The junta told sir Arthur Wellesley that ten thousand Portuguese troops were at Oporto, and that two thousand Spaniards, who had marched the 15th, would be there on the 25th of July; yet when sir Arthur arrived at Oporto, on the 25th, he found only fifteen hundred Portuguese and three hundred Spaniards; the two thousand men said to be in march had never moved and were not expected. Here then instead of twelve thousand men, there were only eighteen hundred! At Coimbra indeed eighty miles from Oporto, there were five thousand militia and regulars, one-third of which were unarmed, and according to colonel Browne’s letter, as given in the folio edition of the inquiry upon the Cintra convention, there were also twelve hundred armed peasants which the reviewer has magnified into twelve thousand. Thus without dwelling on the difference of place, the difference between the true numbers and the statements of the Gallician junta, was four thousand; nor will it mend the matter if we admit the armed peasants to be twelve thousand, for that would make a greater difference on the other side.

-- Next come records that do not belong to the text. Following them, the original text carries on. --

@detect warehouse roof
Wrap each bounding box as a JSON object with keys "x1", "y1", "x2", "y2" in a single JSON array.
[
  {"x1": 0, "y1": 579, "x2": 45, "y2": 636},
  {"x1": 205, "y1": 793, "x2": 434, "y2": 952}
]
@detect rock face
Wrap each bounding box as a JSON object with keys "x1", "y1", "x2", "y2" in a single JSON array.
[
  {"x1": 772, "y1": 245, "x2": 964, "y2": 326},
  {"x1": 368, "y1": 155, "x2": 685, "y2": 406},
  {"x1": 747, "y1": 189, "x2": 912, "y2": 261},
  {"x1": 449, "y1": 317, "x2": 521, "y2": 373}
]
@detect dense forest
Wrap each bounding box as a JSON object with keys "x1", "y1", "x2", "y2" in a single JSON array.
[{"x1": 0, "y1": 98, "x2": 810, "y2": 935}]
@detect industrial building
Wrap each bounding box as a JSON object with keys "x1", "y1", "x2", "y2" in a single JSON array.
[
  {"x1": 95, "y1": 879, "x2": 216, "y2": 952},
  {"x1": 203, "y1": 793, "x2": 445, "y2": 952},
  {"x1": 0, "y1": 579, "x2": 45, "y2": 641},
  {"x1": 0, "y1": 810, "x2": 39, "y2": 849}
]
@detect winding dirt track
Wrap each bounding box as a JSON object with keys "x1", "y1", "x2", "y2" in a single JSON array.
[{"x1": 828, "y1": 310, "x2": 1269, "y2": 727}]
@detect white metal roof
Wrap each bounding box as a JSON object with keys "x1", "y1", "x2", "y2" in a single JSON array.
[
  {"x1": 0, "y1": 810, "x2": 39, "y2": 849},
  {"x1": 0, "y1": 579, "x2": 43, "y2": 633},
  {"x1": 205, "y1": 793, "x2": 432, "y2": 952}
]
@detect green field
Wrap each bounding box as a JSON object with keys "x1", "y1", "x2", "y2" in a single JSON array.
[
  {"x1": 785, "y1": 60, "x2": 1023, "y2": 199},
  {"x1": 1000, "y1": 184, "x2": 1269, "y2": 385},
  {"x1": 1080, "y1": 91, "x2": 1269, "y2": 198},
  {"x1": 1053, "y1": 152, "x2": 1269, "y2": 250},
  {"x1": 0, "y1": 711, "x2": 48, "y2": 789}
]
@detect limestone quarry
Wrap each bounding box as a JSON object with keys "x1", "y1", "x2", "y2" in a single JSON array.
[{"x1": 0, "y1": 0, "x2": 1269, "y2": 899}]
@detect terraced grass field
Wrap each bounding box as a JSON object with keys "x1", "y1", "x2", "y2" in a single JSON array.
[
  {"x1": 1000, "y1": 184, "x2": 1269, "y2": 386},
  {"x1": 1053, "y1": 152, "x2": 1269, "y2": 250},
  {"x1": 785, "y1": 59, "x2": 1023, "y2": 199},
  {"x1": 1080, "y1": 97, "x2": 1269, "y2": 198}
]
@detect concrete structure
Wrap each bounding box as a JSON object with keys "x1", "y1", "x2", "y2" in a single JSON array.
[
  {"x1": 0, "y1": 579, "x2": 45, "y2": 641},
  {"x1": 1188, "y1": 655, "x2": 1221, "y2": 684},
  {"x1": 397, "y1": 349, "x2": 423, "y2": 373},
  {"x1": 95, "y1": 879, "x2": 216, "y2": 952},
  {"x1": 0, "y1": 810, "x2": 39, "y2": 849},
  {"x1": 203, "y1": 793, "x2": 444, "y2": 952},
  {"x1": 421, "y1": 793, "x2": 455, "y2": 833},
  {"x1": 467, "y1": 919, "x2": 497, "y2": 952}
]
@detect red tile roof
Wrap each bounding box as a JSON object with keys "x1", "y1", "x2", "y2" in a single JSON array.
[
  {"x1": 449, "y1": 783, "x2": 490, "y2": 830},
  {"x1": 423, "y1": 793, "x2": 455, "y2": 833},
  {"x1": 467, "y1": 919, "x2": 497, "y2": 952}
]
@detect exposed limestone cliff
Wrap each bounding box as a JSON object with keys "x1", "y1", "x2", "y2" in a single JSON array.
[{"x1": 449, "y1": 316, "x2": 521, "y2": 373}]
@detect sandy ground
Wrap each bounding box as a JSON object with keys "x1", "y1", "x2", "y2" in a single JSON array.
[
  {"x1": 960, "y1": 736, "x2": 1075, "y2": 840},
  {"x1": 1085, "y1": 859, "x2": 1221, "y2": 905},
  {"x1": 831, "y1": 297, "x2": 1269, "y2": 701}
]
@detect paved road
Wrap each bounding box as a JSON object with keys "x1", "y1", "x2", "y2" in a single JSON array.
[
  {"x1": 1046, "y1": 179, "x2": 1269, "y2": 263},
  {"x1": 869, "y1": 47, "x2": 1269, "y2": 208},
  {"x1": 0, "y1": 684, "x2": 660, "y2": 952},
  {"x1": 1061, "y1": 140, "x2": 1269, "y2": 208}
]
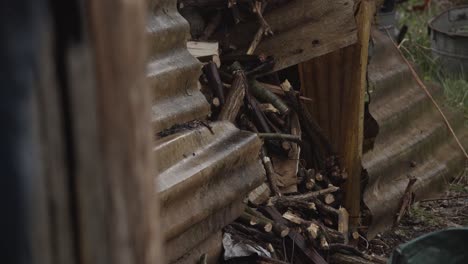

The junta estimated the French at fifteen thousand men, but the embarkation returns of the number shipped after the convention gave twenty-five thousand seven hundred and sixty, making a difference of more than ten thousand men, exclusive of those who had fallen or been captured in the battles of Vimiero and Roliça, and of those who had died in hospital! Have I not a right to treat these as inaccurate statements; and the reviewer’s remark as an impertinence?